Написать государственную программу? Но она должна обращаться к четко очерченной группе лиц. Скажем, старики — это люди старше такого-то возраста, малоимущие — те, у кого доход ниже такой-то цифры. Каковы критерии в этом случае? Как их формализовать? Вот, есть такой парень, никогда первым не здоровается. Давайте его поддержим. Да, как-то странно.
По факту я часто вижу таких людей в церкви. Она принимает всех, невзирая... да ни на что. В церквях часто прислуживают бывшие уголовники, люди с особенностями развития и, конечно же, те, о ком сегодня шла речь, — «странные». Выглядят счастливыми. В современной России церковь взяла на себя те задачи, за которые государство и общество или не умеют браться, или не хотят. Отсюда вопрос: что может сделать общество?

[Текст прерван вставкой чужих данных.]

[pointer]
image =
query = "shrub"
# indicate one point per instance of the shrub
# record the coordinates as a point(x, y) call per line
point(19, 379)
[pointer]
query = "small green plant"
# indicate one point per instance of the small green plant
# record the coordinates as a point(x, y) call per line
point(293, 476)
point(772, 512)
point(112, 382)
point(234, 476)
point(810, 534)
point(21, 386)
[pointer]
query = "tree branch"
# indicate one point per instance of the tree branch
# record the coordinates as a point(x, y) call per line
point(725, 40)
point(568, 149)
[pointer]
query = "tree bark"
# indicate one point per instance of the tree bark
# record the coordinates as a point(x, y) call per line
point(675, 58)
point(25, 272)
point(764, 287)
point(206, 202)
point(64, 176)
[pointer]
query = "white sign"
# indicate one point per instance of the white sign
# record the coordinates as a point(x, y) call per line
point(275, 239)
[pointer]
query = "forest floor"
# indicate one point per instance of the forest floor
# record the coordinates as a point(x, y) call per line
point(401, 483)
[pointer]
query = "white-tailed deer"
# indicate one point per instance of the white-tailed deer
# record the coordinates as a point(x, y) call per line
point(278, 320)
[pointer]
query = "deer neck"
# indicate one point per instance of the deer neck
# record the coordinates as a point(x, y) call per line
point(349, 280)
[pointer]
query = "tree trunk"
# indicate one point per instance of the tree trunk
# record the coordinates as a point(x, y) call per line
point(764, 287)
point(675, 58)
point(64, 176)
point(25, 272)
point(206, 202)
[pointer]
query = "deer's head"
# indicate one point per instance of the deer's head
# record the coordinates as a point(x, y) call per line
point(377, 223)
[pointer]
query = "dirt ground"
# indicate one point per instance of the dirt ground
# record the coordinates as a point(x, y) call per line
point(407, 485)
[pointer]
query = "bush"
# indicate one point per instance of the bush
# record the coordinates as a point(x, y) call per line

Мне кажется, пришла пора создать некую институцию, куда смогут обращаться социофобы. По модели тех, что созданы для жертв домашнего насилия. Тут и юристы, которые помогут отстоять права. И эйчары, которые помогут найти работу. Конечно, психологи. Служба знакомств, наконец. Услуги бесплатны, справок не просят, никаких формальностей нет: человеку достаточно заявить о своем желании получить услугу. Вполне посильная задача для многочисленных благотворительных фондов.